Okula gidemeyen bütün çocukların arkadaş özlemiyle doldu taştı yürekleri. Bugünlerde neredeyse bütün parklar boş ve enerjilerini ne yazık ki atamıyorlar. Benim de küçük bir torunum var ve onun bu süreçteki tavırlarını dikkatle izliyorum. Onun hem eğitimi hem de içinde bulunduğumuz durumdan en az etkilenmesi için ailecek elimizden geleni yapmaya çalışıyoruz.

Bir de sağlık çalışanlarımızın küçük çocukları var. Bazıları kendi evlerinde kalamıyorlar, aylardır çocuklarına dokunamıyorlar. Bunları çokça duyuyor ve biliyorum. Her seferinde okudukça, duydukça kahroluyorum. Hepimizin dikkat etmesi gereken basit kurallara riayet etmemenin bedelini başta sağlıkçılarımız olmak üzere bütün ülke hatta tüm dünya olarak ödüyoruz ve bu gidişle de ödemeye devam edeceğiz.

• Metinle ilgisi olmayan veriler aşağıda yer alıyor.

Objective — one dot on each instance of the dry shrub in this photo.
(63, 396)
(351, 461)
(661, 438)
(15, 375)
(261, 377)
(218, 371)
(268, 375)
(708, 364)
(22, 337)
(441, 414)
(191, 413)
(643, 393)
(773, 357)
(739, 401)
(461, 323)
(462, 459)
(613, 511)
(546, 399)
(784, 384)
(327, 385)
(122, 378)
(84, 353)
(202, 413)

Yeni dünya düzenine uyum sağlamak kolay aslında, virüs kendi kurallarını en başta koydu ve hızlanarak bulaşmaya devam ediyor. Biz virüsle değil kuralsızlıklarla savaşıyoruz. Koyduğumuz kurallara kendimiz uymuyoruz ve virüsün yayılımını kendi kendine bitmesini bekliyoruz. Ne yazık ki bu böyle olmayacak. Bizim önlemlerimiz onunla mücadelemizi kazanmamızı sağlayacak. Neden kaynar suya elimizi sokmuyoruz çünkü önceden tecrübe ettiğimiz gibi elimizin yanmasından korkuyoruz. Virüs de aynı değil m? Elimiz yanmayacak belki ama ciddi bir sağlık sorunu ile karşı karşıya kalacağız. Bunun için maske ve fiziksel mesafe hayat kurtarıcı bir rol üstleniyor hayatımızda.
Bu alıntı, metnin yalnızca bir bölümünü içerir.